Born: December 29, 1896; Deceased: December 23, 1978

Louis Houston Lenox, a native of Little Rock, Arkansas, enlisted in the U.S. Navy on June 4, 1917, two months after the United States joined its allies in World War I. He served as radio operator under Commander Walter F. Jacobs on the minesweeper flagship U.S.S. Eider.

One excerpt from Louis’ sailor’s log of the Eider reads:
“Stretching away from the Orkney Islands to Norway was an area of 5,000 square miles, strewn with 70,000 mines, a deadly gate across the North Sea. As the mines were laid, the mine-laying vessels were surging ahead so that they escaped the danger of exploding mines in their wake. The mine sweepers faced a different situation. They had to steam back and forth over the surface which concealed many thousand units of concentrated destruction, cutting, exploding and sinking each in turn. The British sweepers lost two vessels and 40 men. The Americans lost only 11 men and three ships.”

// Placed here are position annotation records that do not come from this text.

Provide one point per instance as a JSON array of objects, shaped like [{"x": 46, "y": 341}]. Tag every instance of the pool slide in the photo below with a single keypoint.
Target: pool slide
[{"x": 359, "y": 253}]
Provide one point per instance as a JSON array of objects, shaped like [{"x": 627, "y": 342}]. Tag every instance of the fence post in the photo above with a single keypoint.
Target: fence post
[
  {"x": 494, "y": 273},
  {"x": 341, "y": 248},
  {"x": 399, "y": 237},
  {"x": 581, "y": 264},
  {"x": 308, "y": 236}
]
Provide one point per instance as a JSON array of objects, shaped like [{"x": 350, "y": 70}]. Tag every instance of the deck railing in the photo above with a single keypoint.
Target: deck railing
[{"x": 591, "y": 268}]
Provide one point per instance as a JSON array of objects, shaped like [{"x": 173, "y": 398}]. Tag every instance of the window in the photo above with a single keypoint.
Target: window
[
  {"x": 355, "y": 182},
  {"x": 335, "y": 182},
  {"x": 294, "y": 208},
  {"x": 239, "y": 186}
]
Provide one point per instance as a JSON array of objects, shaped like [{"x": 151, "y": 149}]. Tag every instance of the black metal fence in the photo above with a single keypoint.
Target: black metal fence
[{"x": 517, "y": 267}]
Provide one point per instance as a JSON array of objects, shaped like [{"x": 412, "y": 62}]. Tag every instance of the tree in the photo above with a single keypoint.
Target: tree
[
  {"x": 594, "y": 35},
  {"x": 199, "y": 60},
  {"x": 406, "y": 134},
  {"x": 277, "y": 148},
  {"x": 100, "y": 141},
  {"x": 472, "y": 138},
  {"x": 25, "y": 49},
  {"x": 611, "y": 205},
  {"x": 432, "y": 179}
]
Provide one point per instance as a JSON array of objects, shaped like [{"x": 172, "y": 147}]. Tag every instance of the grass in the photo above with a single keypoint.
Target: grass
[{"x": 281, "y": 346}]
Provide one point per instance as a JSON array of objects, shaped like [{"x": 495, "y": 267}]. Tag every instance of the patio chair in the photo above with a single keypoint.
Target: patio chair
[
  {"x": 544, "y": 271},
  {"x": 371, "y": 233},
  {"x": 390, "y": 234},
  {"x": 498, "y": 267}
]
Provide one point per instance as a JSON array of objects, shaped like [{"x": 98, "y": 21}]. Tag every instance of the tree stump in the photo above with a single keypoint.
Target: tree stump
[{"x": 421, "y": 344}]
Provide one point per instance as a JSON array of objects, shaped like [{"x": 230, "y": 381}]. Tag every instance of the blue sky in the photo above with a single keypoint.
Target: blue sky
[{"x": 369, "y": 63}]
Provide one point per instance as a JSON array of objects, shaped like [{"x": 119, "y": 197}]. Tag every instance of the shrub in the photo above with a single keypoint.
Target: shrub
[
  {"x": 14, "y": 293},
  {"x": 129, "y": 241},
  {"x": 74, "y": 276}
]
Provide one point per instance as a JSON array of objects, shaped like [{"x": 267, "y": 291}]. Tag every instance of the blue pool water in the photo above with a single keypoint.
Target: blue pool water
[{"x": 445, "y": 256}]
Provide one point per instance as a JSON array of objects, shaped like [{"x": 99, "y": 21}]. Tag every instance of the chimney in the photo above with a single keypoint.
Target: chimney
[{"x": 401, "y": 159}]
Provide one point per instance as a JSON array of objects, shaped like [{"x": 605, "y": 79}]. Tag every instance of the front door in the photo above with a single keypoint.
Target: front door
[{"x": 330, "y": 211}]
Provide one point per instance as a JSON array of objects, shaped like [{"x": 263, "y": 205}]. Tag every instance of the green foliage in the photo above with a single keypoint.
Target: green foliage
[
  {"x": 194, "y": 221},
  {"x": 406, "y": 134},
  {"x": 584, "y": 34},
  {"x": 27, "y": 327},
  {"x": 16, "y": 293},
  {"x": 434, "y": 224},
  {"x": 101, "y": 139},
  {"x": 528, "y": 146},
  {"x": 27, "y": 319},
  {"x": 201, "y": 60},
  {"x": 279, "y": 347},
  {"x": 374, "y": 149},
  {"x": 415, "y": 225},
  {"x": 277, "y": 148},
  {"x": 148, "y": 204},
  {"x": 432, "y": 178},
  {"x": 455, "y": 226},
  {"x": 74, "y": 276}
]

Louis recounted one story of his service for his home town newspaper in 1920:
“An upper level mine exploded directly beneath the U.S.S. Pelican – sister ship to the Eider – and simultaneously five more were countermined about her. With her seams opened up, she listed to port and began to go down. The. U.S.S. Auk and the U.S.S. Eider came to her rescue, the Auk on her port side and the Eider on the starboard side, and with their wrecking pumps going the Pelican began to rise. The sea was very rough and the Teal was ordered ahead to pump oil overside to calm the sea. The pumps clogged and the Pelican again began to sink. The sweepers Swallow and Chewink, with two submarine chasers, proceeded astern to stand by in case of emergency. On the rescue ships the men stood at each line with axes ready to cut loose at the moment the Pelican should start down. Lieutenant Mehugh of the Pelican asked for volunteers to remain on board, at which the entire crew stepped forward shouting ‘Hail, hail, the gang’s all here!’ in a discordant sort of chorus. Exactly what the song brought is not known, but suddenly the pumps cleared and the water which had been pouring into the Pelican began to pour overside and one more crisis was passed. Nearly every day we had experiences like this and to give a list of the vessels that were damaged would take in practically every one in the fleet.”
While stationed in Inverness, Scotland, Louis met his wife, Jessie MacKenzie, a Scottish ambulance driver serving the allied troops. Jessie came with Louis to America following the war.